И аборт есть убийство.
«Всё с тобой понятно, рыжий пруссак», — проворчал украинец, отвернувшись, чтобы тот не слышал, и произнеся «пруссак» не с двумя «с», как положено для обозначения подданного Пруссии, а с одним, как у таракана.
Отпустив иностранца с Богом, президент Академии наук стал советоваться с племянницей — нет ли у нее под рукой бабки-повитухи, не такой щепетильной в вопросах прерывания беременности, как упрямый шваб. Софья Осиповна ответила:
— Е одна шаромыга, шельма… Та ты помнишь чи ни — шо произвела операцию баронессе Прозоровой после ея амуров с этим… як его?.. Таратайкиным, кажись…
— Суровейкиным, кавалергардом.
— О!
Дядя покривился:
— Говорят, после этого баронесса сделалась бесплодна и потом лечилась на водах.

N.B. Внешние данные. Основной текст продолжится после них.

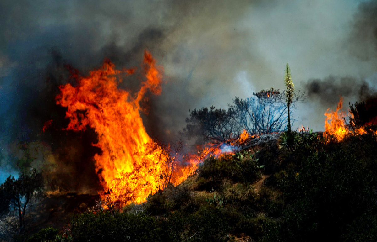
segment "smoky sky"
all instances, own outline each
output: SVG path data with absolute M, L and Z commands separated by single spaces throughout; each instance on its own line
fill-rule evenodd
M 149 112 L 143 114 L 154 138 L 176 141 L 189 109 L 226 108 L 234 97 L 284 89 L 287 62 L 296 88 L 309 95 L 298 107 L 295 124 L 323 130 L 323 113 L 336 107 L 339 94 L 358 97 L 354 93 L 360 88 L 348 85 L 374 88 L 376 5 L 356 0 L 2 1 L 2 174 L 17 170 L 20 159 L 43 164 L 50 155 L 54 161 L 49 162 L 58 164 L 63 158 L 54 146 L 67 142 L 50 135 L 43 140 L 41 130 L 51 119 L 63 119 L 56 125 L 64 126 L 64 110 L 54 97 L 59 85 L 73 81 L 67 66 L 83 75 L 105 58 L 120 69 L 139 68 L 146 49 L 164 73 L 161 95 L 149 97 Z M 135 90 L 137 82 L 130 78 L 121 87 Z M 313 91 L 319 90 L 331 97 L 325 102 Z M 20 144 L 30 142 L 43 155 L 20 151 Z M 71 154 L 64 152 L 64 157 Z

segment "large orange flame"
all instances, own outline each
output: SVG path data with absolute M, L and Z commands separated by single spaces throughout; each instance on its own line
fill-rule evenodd
M 60 87 L 56 103 L 67 108 L 67 130 L 94 129 L 102 152 L 94 157 L 96 171 L 108 192 L 103 194 L 121 205 L 141 203 L 148 195 L 162 189 L 167 183 L 176 184 L 195 171 L 195 164 L 175 167 L 173 159 L 146 131 L 139 103 L 148 90 L 161 92 L 162 75 L 150 53 L 144 56 L 146 80 L 135 95 L 118 88 L 121 76 L 132 70 L 117 70 L 106 61 L 88 76 L 78 78 L 74 87 Z
M 327 109 L 327 112 L 324 114 L 326 116 L 326 119 L 325 121 L 325 132 L 323 133 L 323 137 L 328 142 L 329 142 L 332 140 L 340 142 L 347 136 L 366 134 L 366 129 L 368 129 L 365 127 L 372 124 L 372 123 L 368 123 L 365 124 L 364 127 L 355 128 L 353 129 L 352 130 L 348 128 L 346 125 L 345 120 L 346 117 L 346 113 L 342 111 L 343 103 L 343 99 L 342 97 L 340 97 L 336 110 L 329 112 L 329 108 L 328 108 Z M 351 112 L 349 114 L 351 117 L 353 117 Z M 368 130 L 371 131 L 370 129 Z M 377 135 L 377 131 L 374 131 L 374 133 Z
M 345 118 L 346 117 L 346 113 L 341 111 L 343 106 L 343 99 L 340 97 L 340 100 L 338 103 L 336 110 L 329 112 L 329 108 L 327 109 L 326 113 L 324 115 L 326 116 L 325 121 L 325 132 L 323 137 L 328 140 L 330 137 L 334 137 L 337 141 L 342 140 L 349 131 L 346 128 Z

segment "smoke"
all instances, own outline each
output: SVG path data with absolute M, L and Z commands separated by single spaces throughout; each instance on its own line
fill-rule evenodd
M 284 89 L 287 62 L 294 83 L 308 87 L 311 101 L 299 107 L 295 123 L 320 130 L 325 104 L 336 105 L 339 94 L 358 96 L 365 82 L 372 87 L 368 78 L 375 72 L 377 41 L 371 33 L 376 27 L 371 17 L 376 4 L 355 2 L 2 1 L 1 170 L 19 170 L 23 159 L 21 166 L 48 170 L 57 184 L 66 181 L 64 186 L 80 190 L 79 181 L 86 181 L 83 190 L 94 181 L 95 187 L 91 159 L 99 151 L 90 145 L 95 134 L 61 130 L 65 110 L 55 97 L 59 85 L 74 84 L 65 67 L 86 75 L 108 58 L 119 69 L 140 70 L 145 49 L 165 73 L 162 93 L 149 97 L 149 111 L 143 114 L 154 138 L 178 140 L 189 109 L 226 108 L 235 96 L 250 97 L 271 86 Z M 136 90 L 136 76 L 121 87 Z M 41 154 L 28 159 L 16 155 L 31 143 L 38 144 Z
M 377 92 L 365 79 L 350 76 L 329 76 L 322 80 L 310 80 L 305 85 L 309 98 L 328 107 L 338 102 L 340 97 L 361 100 Z
M 377 2 L 360 3 L 354 16 L 349 37 L 351 53 L 363 62 L 377 58 Z

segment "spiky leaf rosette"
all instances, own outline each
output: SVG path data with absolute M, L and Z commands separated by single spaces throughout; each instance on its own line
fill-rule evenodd
M 294 131 L 283 132 L 277 140 L 279 149 L 290 151 L 294 151 L 299 145 L 300 136 Z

Нет уж, нам такого не надобно.
— Може, и без бабки, — продолжала рассуждать дама. — Треба, як у нас в Украйне делают — дивчину на сносях в бочку сажают с кипьятком. Ну, не с кипьятком, а с водой горячей дуже… Выкидыш обьеспечен.
— Думаешь, Лизка согласится?
— Тю-ю, «согласится — не согласится». Ты отец чи ни? Слово твое — закон.
— Чую, что в последнее время — не больно, слушаться не хочет. Из девицы сделалась ослица.
— Постарайся, дядю.
Но, конечно, дочка устраивать выкидыш отказалась категорически. Несмотря на слабость, заявила с твердостью:
— Папенька, родимый, что хотите со мной творите — проклинайте, высылайте в деревню и лишайте наследства, я на все согласна, но рожать буду. Под венцом ли с Апраксиным, нет ли — это уж другой разговор, — лучше под венцом, — я желаю иметь от него дитя,
— Ну и дура! — рявкнул Разумовский. — Я сего выблядка внуком не признаю. И живи с ним, где хочешь и на что хочешь.
— Проживу, небось. Петр Федорович мне поможет.
— Петр Федорович! — сардонически рассмеялся фельдмаршал. — Твоего Петра Федоровича я в Сибирь закатаю за прелюбодеяние с фрейлиной ея величества. Так что не надейся.
— Вы не сделаете этого, папа, — проронила дочка, собираясь то ли расплакаться, то ли снова лишиться чувств.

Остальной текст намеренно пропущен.